Pileggi, who is married to writer-director Nora Ephron, has returned to the gangland beat as the executive producer of "American Gangster," a Ridley Scott film that features Denzel Washington as Frank Lucas, a cool, calculating Harlem drug lord who ran the heroin trade in early 1970s New York.
The real Lucas has been a friend and source for Pileggi over the years, as have the cops who put Lucas behind bars.
Where did this lifelong fascination with gangsters come from?
I grew up in Bensonhurst, which people tended to view as a mob neighborhood.
I always thought of myself not so much as an investigative reporter, but as Margaret Mead. I just wanted to figure these guys out. How could they triple park their cars in front of a fire hydrant and never get a ticket? Some kids were interested in baseball statistics. I was interested in mobsters.
How'd you first meet Frank Lucas?
Back in 1980, a couple of federal agents called me and said, "We've got this guy in the correction center who you've got to meet. He's got an unbelievable story to tell."
At the time, Frank was facing 70 years in prison and so I started going down there to talk. That's where you get your real stories. You don't get 'em from the good guys.
And when Frank got out of prison you started talking again?
And the more we talked, the more I thought it was a movie, especially when it turned out that Richie Roberts, the cop who put him away, was his best friend and helping put Frank's kids through private school.

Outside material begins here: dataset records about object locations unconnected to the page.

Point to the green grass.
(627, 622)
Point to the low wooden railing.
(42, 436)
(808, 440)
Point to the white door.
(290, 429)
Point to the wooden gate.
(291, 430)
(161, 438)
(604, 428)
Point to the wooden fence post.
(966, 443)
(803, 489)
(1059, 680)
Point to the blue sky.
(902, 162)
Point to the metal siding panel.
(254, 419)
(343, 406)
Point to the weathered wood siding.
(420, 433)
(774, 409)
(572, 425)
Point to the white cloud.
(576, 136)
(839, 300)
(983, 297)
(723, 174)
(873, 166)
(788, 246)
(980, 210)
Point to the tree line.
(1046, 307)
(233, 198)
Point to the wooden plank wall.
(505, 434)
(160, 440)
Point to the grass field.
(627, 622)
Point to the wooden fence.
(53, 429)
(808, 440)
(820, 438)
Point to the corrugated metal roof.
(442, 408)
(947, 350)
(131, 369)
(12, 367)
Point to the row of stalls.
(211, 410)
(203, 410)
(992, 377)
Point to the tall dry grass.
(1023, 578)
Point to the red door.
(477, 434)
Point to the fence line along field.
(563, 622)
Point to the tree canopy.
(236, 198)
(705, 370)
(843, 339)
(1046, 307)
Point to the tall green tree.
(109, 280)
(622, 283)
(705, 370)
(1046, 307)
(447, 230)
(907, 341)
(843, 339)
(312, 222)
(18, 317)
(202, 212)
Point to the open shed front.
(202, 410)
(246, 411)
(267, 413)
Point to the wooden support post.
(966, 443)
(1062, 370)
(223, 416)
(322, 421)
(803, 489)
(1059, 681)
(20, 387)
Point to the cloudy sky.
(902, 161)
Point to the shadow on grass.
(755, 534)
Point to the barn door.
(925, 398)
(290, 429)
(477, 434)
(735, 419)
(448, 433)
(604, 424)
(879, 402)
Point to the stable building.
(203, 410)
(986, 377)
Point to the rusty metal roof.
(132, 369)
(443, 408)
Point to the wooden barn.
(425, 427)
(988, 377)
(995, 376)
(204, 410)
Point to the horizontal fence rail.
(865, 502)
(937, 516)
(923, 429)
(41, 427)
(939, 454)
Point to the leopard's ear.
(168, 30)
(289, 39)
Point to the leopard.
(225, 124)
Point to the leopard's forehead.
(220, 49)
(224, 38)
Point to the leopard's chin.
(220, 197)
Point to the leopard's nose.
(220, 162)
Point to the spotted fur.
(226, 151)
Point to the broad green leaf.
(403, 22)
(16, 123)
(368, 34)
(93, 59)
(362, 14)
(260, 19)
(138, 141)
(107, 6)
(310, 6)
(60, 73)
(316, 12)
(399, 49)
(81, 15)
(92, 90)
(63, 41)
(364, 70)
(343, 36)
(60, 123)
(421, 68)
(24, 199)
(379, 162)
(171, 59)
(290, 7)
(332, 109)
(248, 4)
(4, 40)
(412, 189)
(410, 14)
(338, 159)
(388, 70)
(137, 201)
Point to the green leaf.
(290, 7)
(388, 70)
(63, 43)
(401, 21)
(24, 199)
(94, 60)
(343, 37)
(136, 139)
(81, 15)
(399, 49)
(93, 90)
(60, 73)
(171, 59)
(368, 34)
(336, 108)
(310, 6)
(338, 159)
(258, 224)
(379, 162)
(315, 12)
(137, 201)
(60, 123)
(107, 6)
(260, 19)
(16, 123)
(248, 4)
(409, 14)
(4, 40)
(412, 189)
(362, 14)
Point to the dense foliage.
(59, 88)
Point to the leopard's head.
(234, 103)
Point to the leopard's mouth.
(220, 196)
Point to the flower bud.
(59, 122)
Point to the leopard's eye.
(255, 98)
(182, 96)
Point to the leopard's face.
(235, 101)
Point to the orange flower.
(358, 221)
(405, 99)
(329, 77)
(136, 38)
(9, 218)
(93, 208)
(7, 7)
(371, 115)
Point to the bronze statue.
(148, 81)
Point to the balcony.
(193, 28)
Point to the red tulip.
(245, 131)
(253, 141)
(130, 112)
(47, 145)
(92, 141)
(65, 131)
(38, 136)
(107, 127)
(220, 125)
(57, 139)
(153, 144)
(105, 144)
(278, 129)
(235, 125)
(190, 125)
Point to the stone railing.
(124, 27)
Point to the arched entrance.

I couldn't get any traction on selling the story, so I introduced Frank to Mark Jacobson, who did a fabulous piece about him in New York magazine.
That was the story that got Brian Grazer to buy the movie rights and hire Steve Zaillian to write the script.
But why didn't you want to write it yourself?
I got Frank and Richie on a plane and we made a presentation to Grazer but I was contractually obligated to other projects.